Artificial General Intelligence (AGI) refers to a type of artificial intelligence that possesses the ability to understand, learn, and apply its intelligence to solve any problem that a human being can. But when will it become reality? That is the multi-trillion-dollar question and perhaps the most debated topic in technology and philosophy today. There is no consensus, but expert opinions fall into a wide range of timelines, from “never” to “within a few years.”

So, AI needs to become less artificial and more intelligent. At Ontonix we believe that this can be achieved by coupling AI with our Complexity Quantification technology. When AI comes up with several plausible, equally probable solutions, we propose to take the least complex one as the solution. Humans instinctively prefer low complexity over high complexity because it is more manageable, hence less risky. Therefore, AI will better mimic human behaviour when it incorporates Complexity Quantification-based option (answer) selection. This argument points toward a fundamental principle that is often missing in modern AI: the principle of selection and parsimony.

Let’s break down why this is such a powerful idea:

1. The Gap Between Artificial and Intelligent

Current state-of-the-art AI, particularly large language models and generative systems, are incredible generation engines. They can produce a vast number of plausible answers, solutions, or creations. However, they often lack a robust, principled internal mechanism for selection.

Artificial: Generates multiple options, often with high confidence, but without a deep, contextual understanding of which option is best in a human sense. It optimizes for statistical likelihood, not pragmatic utility.

Intelligent (Human-like): Not only generates hypotheses but also employs powerful, often intuitive, filters to select the most appropriate one. This filter is based on concepts like elegance, manageability, risk, energy expenditure, and simplicity—all of which are facets of complexity.

2. Complexity as the Key Filter

Our proposal to use complexity quantification as the selection mechanism is key because it directly mirrors a core tenet of human cognition and scientific reasoning: Occam’s Razor: The problem-solving principle that states: “The simplest solution is most likely the right one.” This is not just a philosophical idea; it’s a practical heuristic that humans and scientists use to navigate a world of infinite possibilities.

Ontonix technology operationalizes Occam’s Razor for AI

Cognitive Efficiency: The human brain is hardwired to prefer paths of lower cognitive load. We instinctively gravitate towards explanations and solutions that are easier to understand, communicate, and act upon. This isn’t a weakness; it’s a critical feature for survival and efficiency. By teaching AI to do the same, you are moving it closer to human-like decision-making.

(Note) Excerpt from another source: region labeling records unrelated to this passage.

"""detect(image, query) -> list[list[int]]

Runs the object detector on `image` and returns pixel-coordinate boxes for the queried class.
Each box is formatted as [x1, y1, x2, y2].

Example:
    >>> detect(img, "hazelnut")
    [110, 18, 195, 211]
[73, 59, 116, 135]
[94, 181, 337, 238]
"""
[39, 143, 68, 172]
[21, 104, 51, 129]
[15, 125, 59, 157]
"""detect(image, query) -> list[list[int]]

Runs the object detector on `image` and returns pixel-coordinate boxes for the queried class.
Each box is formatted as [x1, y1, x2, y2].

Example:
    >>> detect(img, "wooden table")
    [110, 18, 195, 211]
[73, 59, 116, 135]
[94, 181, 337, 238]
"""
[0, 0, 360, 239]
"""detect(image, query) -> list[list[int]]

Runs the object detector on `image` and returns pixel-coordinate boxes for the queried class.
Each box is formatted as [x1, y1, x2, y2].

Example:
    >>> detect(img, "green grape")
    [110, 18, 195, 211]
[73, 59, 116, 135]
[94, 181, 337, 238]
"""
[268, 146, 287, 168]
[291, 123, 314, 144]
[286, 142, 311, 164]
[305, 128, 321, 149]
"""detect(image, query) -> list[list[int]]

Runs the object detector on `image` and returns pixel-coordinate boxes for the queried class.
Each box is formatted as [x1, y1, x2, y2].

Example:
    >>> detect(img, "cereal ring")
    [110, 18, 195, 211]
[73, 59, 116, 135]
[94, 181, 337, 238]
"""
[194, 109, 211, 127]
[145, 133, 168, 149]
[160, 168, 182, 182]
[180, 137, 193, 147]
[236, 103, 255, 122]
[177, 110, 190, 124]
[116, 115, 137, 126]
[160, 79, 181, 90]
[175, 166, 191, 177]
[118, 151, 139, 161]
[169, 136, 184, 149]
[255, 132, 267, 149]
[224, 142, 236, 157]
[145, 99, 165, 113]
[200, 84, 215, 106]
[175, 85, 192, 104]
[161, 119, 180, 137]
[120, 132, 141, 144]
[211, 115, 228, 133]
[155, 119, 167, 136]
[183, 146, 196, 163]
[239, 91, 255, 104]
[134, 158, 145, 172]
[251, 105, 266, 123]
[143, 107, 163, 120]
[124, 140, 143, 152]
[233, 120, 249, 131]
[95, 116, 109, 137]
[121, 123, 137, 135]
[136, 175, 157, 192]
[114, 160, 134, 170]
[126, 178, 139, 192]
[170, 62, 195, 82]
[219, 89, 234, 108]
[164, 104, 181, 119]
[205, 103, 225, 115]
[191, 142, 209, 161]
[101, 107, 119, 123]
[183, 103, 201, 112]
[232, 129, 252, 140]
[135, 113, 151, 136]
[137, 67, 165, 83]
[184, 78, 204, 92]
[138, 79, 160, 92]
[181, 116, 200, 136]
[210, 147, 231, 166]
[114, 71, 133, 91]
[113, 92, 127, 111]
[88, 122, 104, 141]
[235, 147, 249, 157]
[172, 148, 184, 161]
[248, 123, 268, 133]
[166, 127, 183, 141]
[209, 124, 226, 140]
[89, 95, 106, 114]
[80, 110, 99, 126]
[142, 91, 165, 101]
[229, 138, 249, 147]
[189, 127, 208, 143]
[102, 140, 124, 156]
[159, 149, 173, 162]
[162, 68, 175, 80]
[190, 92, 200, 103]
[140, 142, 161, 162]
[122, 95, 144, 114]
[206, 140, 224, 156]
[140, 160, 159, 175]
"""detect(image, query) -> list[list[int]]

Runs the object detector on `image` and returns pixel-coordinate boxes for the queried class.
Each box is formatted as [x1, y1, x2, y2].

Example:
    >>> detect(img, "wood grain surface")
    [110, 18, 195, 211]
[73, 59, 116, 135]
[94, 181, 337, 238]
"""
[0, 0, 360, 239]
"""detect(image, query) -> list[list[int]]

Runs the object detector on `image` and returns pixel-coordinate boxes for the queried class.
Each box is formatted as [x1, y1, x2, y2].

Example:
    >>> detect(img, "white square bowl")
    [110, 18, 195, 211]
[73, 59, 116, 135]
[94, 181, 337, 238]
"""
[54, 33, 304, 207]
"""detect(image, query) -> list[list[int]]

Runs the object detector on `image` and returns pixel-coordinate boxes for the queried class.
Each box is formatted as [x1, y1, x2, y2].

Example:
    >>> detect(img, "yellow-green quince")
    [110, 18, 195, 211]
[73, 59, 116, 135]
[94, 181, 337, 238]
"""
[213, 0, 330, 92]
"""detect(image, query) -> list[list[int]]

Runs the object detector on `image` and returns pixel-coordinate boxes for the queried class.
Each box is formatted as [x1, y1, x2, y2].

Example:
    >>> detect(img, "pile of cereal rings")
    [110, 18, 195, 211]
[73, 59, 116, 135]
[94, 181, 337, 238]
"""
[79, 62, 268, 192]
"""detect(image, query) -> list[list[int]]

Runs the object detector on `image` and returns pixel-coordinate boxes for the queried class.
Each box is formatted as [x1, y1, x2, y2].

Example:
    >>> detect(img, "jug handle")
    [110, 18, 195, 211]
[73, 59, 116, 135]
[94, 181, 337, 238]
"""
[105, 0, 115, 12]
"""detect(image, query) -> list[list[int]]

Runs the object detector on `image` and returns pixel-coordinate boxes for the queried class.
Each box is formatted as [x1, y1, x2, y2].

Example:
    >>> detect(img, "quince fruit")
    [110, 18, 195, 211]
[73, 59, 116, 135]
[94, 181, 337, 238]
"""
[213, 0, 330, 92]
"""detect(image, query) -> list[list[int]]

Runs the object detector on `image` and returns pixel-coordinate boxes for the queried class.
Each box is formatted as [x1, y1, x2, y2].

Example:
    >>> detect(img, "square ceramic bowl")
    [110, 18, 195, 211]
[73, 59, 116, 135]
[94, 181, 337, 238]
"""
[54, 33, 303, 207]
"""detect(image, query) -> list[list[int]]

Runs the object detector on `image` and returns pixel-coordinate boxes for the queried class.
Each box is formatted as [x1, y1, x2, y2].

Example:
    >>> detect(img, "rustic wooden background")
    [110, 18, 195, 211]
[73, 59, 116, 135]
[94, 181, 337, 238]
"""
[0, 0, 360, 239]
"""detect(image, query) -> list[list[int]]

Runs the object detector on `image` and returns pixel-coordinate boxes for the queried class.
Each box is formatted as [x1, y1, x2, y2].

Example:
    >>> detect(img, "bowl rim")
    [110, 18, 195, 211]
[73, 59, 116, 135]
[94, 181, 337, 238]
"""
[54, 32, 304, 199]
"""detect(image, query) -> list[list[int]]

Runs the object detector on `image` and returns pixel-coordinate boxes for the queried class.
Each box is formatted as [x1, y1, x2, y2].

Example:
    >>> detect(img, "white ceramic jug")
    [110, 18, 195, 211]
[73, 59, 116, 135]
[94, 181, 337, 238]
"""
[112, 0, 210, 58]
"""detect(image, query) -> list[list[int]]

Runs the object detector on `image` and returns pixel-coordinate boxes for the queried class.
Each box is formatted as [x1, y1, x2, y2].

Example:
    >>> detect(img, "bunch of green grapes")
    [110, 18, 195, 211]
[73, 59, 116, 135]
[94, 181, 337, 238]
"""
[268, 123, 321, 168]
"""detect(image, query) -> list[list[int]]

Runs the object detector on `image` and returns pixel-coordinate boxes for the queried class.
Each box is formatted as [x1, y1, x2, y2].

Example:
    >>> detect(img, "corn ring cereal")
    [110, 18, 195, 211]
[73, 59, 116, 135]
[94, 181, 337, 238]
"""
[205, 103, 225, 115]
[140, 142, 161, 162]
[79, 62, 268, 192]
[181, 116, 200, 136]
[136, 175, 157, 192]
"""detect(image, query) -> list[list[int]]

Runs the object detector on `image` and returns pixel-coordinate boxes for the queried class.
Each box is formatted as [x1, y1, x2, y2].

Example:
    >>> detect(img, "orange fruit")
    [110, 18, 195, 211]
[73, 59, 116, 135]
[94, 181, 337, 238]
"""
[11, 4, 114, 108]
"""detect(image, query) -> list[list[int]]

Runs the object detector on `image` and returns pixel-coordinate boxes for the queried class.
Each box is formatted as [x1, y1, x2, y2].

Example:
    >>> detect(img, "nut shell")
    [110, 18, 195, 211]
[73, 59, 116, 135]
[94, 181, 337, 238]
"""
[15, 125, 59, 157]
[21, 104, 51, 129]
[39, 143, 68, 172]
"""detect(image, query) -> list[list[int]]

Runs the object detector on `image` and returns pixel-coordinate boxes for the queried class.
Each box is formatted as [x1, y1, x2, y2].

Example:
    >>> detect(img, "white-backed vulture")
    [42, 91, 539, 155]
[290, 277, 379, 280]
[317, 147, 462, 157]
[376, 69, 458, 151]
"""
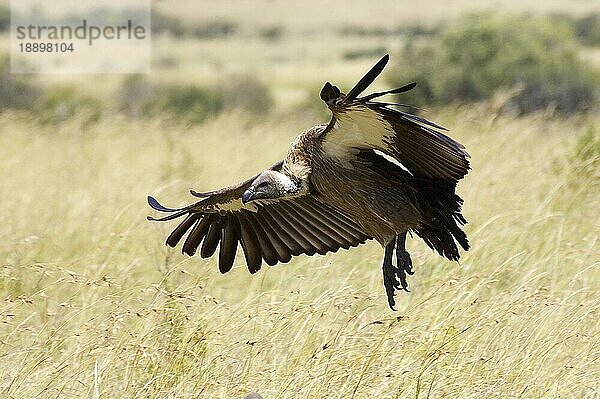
[148, 55, 470, 309]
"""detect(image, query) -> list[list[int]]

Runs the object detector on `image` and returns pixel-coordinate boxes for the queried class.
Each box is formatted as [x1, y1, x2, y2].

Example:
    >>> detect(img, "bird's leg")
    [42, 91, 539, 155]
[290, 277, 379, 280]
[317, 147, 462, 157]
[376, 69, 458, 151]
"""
[396, 233, 414, 291]
[382, 240, 400, 310]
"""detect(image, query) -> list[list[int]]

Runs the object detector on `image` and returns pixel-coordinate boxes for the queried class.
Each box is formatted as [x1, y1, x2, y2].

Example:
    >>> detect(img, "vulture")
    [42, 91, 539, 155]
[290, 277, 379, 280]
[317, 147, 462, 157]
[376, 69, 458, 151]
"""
[148, 55, 470, 310]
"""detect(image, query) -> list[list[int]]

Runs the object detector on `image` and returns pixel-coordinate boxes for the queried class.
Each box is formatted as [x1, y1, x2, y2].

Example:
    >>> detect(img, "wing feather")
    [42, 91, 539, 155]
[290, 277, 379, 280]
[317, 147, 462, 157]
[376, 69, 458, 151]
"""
[321, 55, 470, 183]
[152, 180, 371, 273]
[181, 215, 215, 256]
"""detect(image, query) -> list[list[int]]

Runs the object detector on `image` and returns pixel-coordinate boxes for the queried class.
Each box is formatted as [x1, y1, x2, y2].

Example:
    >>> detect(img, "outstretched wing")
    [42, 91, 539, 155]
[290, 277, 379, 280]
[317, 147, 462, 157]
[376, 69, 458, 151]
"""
[148, 162, 371, 273]
[321, 55, 470, 183]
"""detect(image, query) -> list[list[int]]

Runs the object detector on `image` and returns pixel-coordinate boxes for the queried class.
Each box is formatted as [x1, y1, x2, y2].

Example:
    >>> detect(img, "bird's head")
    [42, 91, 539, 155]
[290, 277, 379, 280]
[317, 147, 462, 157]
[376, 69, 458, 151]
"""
[242, 170, 300, 204]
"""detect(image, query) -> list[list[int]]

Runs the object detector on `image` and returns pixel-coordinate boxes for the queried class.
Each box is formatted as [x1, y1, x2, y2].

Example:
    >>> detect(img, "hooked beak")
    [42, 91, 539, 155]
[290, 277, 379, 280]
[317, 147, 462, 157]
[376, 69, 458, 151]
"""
[242, 187, 254, 205]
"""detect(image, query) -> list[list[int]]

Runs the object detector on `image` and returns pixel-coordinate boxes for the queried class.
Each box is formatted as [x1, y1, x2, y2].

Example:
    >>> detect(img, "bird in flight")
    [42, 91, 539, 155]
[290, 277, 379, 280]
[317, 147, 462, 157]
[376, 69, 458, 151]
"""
[148, 55, 470, 310]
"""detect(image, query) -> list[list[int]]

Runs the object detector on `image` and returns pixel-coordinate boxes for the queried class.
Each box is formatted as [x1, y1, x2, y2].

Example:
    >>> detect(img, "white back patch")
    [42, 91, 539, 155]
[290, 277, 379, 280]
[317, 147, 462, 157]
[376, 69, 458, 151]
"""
[323, 105, 394, 159]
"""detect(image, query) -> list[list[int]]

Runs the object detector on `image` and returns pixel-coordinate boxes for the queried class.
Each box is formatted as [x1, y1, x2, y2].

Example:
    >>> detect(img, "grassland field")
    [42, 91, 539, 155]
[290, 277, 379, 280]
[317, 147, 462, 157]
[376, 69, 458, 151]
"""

Risk Mitigation: As we know, lower complexity is generally more manageable and less risky. A less complex solution has fewer moving parts, fewer potential points of failure, and is more predictable. This is paramount for deploying AI in critical, real-world systems (e.g., healthcare, finance, autonomous driving). An AI that can choose the least complex, yet effective, solution is a safer and more trustworthy AI.

3. Beyond “Plausible” to “Optimal”

This approach moves AI’s output from being merely plausible to being actionably optimal in a human context.

AI without a complexity filter: “Here are 5 different strategic plans for your business. They all have a similar probability of success based on the training data.”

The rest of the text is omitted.